The application provides an application of lithioalga soil as an effective component in preparing a nerve injury repair product and promoting nerve injury repair for non-therapeutic destinations; as an active ingredient for preparing a nerve injury repair product; is used for inducing the differentiation of the neural stem cells into the neuron cells in vitro and/or in vivo, and inhibiting the differentiation of the neural stem cells into astrocytes; as an active ingredient for preparing a product for inducing differentiation of neural stem cells into neuronal cells and inhibiting differentiation of neural stem cells into astrocytes. The application discovers that the lithium algae soil serving as an active ingredient has the effect of promoting the differentiation of the neural stem cells to the direction of neurons but not the direction of astrocytes for the first time; the hydrogel loaded with the lithiumalga soil can continuously and effectively promote the differentiation of the neural stem cells to neurons, and provides a new method and a new way for the repair and treatment of nerve injury and the clinical transformation.

Description

Application of lithioalga soil as effective component in preparing nerve injury repair product
Technical Field
The application relates to the technical field of biological medicine, in particular to application of lithioalga soil as an effective component in preparing a nerve injury repair product.
Background
Nanotechnology is an emerging and rapidly evolving field of modern science. In the past few years, nanotechnology has been used with high efficiency in biomedical research, providing a new approach to cell imaging, delivery of genes or other small molecules, and preparation of biological scaffolds in tissue engineering.

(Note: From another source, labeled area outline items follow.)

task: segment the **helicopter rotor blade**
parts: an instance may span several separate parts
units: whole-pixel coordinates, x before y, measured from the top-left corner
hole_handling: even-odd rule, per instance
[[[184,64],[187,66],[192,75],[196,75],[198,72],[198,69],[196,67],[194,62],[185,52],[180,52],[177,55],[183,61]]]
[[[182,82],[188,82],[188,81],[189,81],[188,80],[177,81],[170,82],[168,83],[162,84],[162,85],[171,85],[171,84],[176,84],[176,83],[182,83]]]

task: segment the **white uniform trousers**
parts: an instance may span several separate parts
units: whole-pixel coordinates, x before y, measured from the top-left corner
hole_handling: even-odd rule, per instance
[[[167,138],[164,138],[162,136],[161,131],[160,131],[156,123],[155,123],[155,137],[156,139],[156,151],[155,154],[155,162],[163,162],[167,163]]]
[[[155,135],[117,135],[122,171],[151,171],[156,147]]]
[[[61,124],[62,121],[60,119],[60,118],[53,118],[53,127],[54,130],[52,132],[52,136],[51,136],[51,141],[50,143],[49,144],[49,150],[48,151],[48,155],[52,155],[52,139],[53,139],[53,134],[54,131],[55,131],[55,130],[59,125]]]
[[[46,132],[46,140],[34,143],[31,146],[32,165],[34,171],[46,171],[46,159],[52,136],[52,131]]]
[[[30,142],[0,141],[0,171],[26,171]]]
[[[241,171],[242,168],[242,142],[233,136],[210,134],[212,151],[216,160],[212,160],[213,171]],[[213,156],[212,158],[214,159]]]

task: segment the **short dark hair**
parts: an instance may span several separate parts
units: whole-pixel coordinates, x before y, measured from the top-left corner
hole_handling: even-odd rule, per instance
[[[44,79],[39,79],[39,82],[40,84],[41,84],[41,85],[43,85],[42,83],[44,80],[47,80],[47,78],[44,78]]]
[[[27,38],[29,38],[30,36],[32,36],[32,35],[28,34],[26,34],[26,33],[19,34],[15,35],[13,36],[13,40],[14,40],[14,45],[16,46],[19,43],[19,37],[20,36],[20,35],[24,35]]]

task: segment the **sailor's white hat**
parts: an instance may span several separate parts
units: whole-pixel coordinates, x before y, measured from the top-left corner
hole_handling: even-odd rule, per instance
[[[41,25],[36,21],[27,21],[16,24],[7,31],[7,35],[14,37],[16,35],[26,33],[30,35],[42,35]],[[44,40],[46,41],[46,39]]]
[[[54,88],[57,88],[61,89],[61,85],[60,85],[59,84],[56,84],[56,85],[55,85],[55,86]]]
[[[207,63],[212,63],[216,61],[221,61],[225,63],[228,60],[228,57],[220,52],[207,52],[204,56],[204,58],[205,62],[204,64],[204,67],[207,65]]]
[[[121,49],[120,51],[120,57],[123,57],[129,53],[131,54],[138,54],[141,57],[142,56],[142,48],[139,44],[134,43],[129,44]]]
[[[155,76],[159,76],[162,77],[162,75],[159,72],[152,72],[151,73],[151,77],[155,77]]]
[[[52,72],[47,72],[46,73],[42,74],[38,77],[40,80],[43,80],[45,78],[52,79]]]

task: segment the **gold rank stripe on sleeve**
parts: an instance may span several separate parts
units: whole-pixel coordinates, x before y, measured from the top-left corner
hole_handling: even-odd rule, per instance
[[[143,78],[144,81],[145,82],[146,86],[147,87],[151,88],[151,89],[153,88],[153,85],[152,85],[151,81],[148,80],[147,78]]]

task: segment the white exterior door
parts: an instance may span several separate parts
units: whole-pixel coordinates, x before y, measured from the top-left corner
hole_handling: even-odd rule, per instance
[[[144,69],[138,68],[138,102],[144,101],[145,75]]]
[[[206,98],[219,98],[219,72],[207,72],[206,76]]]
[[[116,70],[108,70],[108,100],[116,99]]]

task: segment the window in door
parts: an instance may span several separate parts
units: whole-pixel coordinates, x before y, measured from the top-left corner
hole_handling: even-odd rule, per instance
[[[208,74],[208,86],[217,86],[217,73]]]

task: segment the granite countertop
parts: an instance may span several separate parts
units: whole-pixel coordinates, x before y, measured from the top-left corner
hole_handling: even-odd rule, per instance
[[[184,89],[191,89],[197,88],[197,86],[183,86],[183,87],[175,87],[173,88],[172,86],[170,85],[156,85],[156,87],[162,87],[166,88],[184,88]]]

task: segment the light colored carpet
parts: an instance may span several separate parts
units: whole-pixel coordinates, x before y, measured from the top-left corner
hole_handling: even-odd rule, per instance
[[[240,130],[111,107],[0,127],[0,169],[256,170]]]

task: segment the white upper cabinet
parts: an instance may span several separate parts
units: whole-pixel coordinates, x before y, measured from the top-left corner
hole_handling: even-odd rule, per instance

Rat neural stem cells (Neural stem cells, NSCs) are cells isolated from the cerebral cortex of rats and are widely used in biomedical and regenerative medicine research due to their ability to proliferate indefinitely and their multipotency, so far NSCs are increasingly used in the treatment of clinical diseases such as cerebral infarction, spinal cord injury, parkinson's disease, multiple sclerosis, etc. Neural stem cells can differentiate into neurons, astrocytes, oligodendrocytes, etc., although NSCs transplantation has made a certain progress in spinal cord regeneration, it faces several difficulties: (1) limited sources of neural stem cells; (2) The transplanting survival rate of the neural stem cells is low, (3) the effective differentiation rate of the neural stem cells is low, and less than 13 percent of the surviving neural stem cells are differentiated into neurons. Post-transplantation NSCs, such as those differentiated into astrocytes, can be detrimental to axon regeneration and even affect recovery of neural function.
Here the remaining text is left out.